Midwinter, by contrast, is utterly predictable playing out exactly how one might have predicted it would, almost from the opening scenes. When Joe gets a last-minute, high-profile offer to appear in a high-paying, high-concept science fiction extravaganza, a job requiring him to abandon his cast on opening night, no less, is there any doubt at all which of the two he’ll ultimately choose? Or that the surly Henry will reveal his sensitive side? Or that gay actor Terry will reconcile with his long-estranged son? Not that Midwinter doesn’t entertain—it has its share of laughs; it’s just that you can see everything coming a mile away.

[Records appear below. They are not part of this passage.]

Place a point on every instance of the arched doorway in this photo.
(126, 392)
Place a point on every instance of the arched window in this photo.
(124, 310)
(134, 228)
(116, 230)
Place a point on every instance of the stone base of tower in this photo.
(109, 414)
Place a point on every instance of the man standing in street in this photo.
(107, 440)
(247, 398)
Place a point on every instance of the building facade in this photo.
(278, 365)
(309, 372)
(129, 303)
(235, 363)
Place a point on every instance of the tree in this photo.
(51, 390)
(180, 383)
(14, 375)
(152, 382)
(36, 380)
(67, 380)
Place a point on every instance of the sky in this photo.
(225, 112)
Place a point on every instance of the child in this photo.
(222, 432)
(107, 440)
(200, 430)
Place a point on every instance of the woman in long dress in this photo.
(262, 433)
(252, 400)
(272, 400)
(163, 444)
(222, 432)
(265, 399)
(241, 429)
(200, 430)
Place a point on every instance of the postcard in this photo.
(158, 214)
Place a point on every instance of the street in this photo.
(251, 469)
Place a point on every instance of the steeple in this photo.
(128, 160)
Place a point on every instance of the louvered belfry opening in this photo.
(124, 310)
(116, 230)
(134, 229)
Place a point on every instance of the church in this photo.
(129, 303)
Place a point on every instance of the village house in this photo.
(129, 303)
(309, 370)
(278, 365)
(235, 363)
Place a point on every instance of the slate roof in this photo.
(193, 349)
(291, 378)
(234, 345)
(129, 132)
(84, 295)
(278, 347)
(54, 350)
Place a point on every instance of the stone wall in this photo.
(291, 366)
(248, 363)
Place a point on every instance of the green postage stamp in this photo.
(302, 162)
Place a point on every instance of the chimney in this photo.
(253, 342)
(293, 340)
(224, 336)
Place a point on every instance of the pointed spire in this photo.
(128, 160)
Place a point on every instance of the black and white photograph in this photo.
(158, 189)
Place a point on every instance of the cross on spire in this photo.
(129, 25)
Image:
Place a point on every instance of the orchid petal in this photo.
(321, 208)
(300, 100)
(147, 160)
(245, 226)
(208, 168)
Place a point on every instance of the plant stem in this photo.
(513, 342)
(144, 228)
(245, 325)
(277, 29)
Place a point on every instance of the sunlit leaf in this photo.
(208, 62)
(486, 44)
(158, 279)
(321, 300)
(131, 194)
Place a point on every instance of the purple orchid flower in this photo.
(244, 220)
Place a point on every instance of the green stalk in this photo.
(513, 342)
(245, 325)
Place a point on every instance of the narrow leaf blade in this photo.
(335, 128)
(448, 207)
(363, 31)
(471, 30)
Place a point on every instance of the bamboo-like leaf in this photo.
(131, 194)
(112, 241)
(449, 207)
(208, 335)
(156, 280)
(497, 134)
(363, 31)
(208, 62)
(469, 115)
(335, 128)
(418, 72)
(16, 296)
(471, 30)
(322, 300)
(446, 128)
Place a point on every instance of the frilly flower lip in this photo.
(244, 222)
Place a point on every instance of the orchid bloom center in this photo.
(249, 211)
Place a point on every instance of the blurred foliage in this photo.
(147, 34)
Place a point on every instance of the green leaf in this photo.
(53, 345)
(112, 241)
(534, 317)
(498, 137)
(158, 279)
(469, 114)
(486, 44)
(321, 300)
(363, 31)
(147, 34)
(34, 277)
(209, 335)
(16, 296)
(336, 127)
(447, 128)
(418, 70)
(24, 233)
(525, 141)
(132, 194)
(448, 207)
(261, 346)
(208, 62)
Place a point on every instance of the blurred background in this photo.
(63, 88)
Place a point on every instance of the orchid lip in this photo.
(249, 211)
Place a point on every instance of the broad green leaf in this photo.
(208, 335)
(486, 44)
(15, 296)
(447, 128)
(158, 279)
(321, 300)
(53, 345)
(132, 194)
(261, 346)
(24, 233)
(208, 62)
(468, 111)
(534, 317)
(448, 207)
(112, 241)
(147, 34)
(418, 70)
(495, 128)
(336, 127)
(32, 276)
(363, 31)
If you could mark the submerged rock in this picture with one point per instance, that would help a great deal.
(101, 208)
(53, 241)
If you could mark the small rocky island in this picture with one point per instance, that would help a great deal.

Warner Archive’s Blu-ray of A Midwinter’s Tale presents the film under that title, in its original black-and-white, 1.85:1 widescreen aspect ratio. It’s a fine transfer, and the DTS-HD Master Audio (2.0 stereo) is excellent, supported by optional English subtitles. The lone extra is a trailer.

On one hand, A Midwinter’s Tale is a little disappointing because it’s so predictable and obvious, but it’s also undeniably good-natured and sincere, and as one of director Kenneth Branagh’s lesser-known, early works, it is worth seeking out.